All this came into sharper focus when I recently happened on a small unprepossessing shop front during a recent post-confinement walk in my neighbourhood. Its blacked-out windows were eye catching, and more so the small white signage words “Dirty” and “Waygu”; an intriguing juxtaposition; the second sparking my interest as a high quality beef from a Japanese cattle breed that are typically inordinately pampered for their mottled, tasty and expensive meat. Closer inspection revealed a small inset menu detailing a choice of fancy burgers and a requirement to order online for delivery. Dirty, if you hadn’t already guessed, referred to burger preparation. The more garnish you pile on for taste, the messier and more calorie-laden it gets (dirty is a personal choice). As far as I could tell Dirty didn’t include a choice of meat substitutes. When it comes to burgers, indecency apparently has limits.

But this isn’t a restaurant review and Google will show you what I saw (it’s the black one). The understated down-at-heel nature of the outlet could be part of the generational appeal.  Though times are a -changing, it’s still apparently safe for a brand of (male?) hipster to eat meat. But intentional or otherwise, the anonymous character of the joint put me in mind of a sex shop; the furtive guilt, the dowdy colour and the faint thrill of actually going inside and partaking in something well, dirty.  Were it not for Covid I expect I might have been able to order inside. But pandemic protocol means that I can pay online for goods that come in plain paper wrapping.  My anonymity and reputation intact as the consequences of my choice are spirited away to a nebulous burger-sphere where for many, the true costs don’t count.    
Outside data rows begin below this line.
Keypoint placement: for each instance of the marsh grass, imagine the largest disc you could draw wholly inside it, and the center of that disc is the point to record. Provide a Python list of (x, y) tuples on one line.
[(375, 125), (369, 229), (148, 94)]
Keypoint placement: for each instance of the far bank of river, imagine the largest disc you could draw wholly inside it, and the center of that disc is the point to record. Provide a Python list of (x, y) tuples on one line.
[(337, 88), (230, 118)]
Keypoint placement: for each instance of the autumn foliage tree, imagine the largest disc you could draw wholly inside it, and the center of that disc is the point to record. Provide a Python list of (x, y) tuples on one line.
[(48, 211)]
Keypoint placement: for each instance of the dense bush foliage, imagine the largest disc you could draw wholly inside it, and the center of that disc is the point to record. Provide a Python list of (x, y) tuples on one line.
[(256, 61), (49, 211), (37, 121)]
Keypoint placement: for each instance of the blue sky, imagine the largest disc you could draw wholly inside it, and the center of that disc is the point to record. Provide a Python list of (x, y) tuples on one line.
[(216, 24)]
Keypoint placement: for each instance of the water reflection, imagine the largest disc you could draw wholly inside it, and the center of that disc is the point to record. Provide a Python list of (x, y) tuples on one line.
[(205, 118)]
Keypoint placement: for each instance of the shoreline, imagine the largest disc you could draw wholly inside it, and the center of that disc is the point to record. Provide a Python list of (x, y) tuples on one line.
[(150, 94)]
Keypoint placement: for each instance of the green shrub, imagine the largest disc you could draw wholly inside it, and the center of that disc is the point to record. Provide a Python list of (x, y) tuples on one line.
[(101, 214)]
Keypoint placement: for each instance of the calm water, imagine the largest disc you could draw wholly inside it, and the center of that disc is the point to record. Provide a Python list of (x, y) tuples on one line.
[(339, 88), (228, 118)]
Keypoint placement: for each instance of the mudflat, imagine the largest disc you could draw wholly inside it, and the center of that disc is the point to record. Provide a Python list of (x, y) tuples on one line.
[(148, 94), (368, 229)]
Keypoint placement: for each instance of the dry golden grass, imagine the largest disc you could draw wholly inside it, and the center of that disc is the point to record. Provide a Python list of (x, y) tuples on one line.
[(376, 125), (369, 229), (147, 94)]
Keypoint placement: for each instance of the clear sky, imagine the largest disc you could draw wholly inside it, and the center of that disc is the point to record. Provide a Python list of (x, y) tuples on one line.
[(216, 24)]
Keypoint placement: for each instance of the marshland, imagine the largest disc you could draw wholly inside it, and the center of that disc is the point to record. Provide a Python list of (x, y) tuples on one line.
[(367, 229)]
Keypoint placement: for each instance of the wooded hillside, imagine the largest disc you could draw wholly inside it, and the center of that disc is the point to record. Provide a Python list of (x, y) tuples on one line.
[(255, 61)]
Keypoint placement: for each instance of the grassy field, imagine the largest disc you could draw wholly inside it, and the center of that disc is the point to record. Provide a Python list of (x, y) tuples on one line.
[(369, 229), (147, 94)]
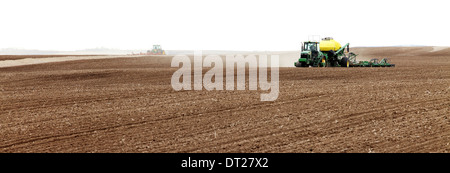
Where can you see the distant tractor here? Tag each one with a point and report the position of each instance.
(329, 53)
(156, 51)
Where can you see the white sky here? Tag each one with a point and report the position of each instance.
(219, 25)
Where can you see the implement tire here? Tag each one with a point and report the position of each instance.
(345, 62)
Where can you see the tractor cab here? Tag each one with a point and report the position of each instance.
(309, 53)
(310, 46)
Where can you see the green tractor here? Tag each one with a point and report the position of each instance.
(327, 53)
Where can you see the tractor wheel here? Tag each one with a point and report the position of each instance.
(345, 62)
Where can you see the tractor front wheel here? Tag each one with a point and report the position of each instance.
(345, 62)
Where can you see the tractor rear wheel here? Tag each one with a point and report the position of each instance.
(345, 62)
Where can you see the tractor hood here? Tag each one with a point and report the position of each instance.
(306, 52)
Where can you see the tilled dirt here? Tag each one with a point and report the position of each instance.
(128, 105)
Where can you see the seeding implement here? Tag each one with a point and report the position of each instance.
(329, 53)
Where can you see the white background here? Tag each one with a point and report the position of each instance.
(219, 25)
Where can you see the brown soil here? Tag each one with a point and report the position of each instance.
(128, 105)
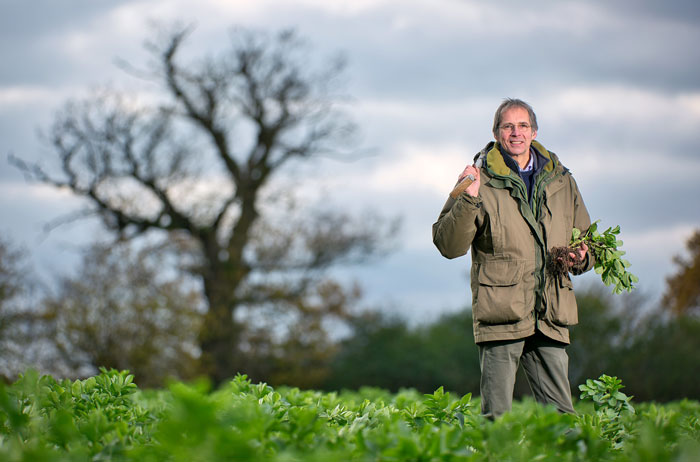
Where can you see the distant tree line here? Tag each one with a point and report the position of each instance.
(210, 264)
(120, 312)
But even the Covid restriction got me thinking by association. The pandemic has shone a light on possible origins of the virus and provoked soul-searching about our dependence on food supply chains that can run perilously close to the edge of wild nature and all the threats this entails for our complacent view of domestication. Some suggest that there is worse than Covid waiting to jump the species boundary. Another reason to be conflicted.  

Luxury option

So what’s the average consumer to do?  Think of meat as a luxury, a treat, and perhaps even a guilty pleasure. Think of it as a high-class niche in which those of us who still crave can choose to partake at a price that reflects some of the consequences. But all things considered I doubt it will be something that many of us will do conspicuously. Maybe the Dirty Waygu is the avant-garde shape of things to come.  

Reader, I later ordered and ate that burger (alone).  At £12 for the ‘Dirty Hot Mess’ (gluten-free option available) I can console myself that I may just have been covering some of the true costs of production - most likely the cow pampering sessions and not the other external costs about which we are now more aware.  Did I feel guilty (let’s call it BurgershameTM)? A little, but that’s a woke response, right?  With my supposedly superior insights I had no excuse not to, and ignorance is no defence when the planet is melting.  

I aim to change my behaviour to practice what I preach. But like most people I could use a few nudges to help me. If I can choose and pay for my green (low carbon) energy supplier, why can’t I have similar cues to help me with what I put in my mouth? If we can take out the gluten, what about the other bad stuff?  And here’s the rub. The market isn’t working to allow me to express those preferences, and so the bad practices remain the norm. Everyone in the supply chain can blame everyone else for the way things are. There are ways out of this conundrum, but that’s for another day. Until then, let this be our dirty little secret.  As I said, I may just be over-thinking this.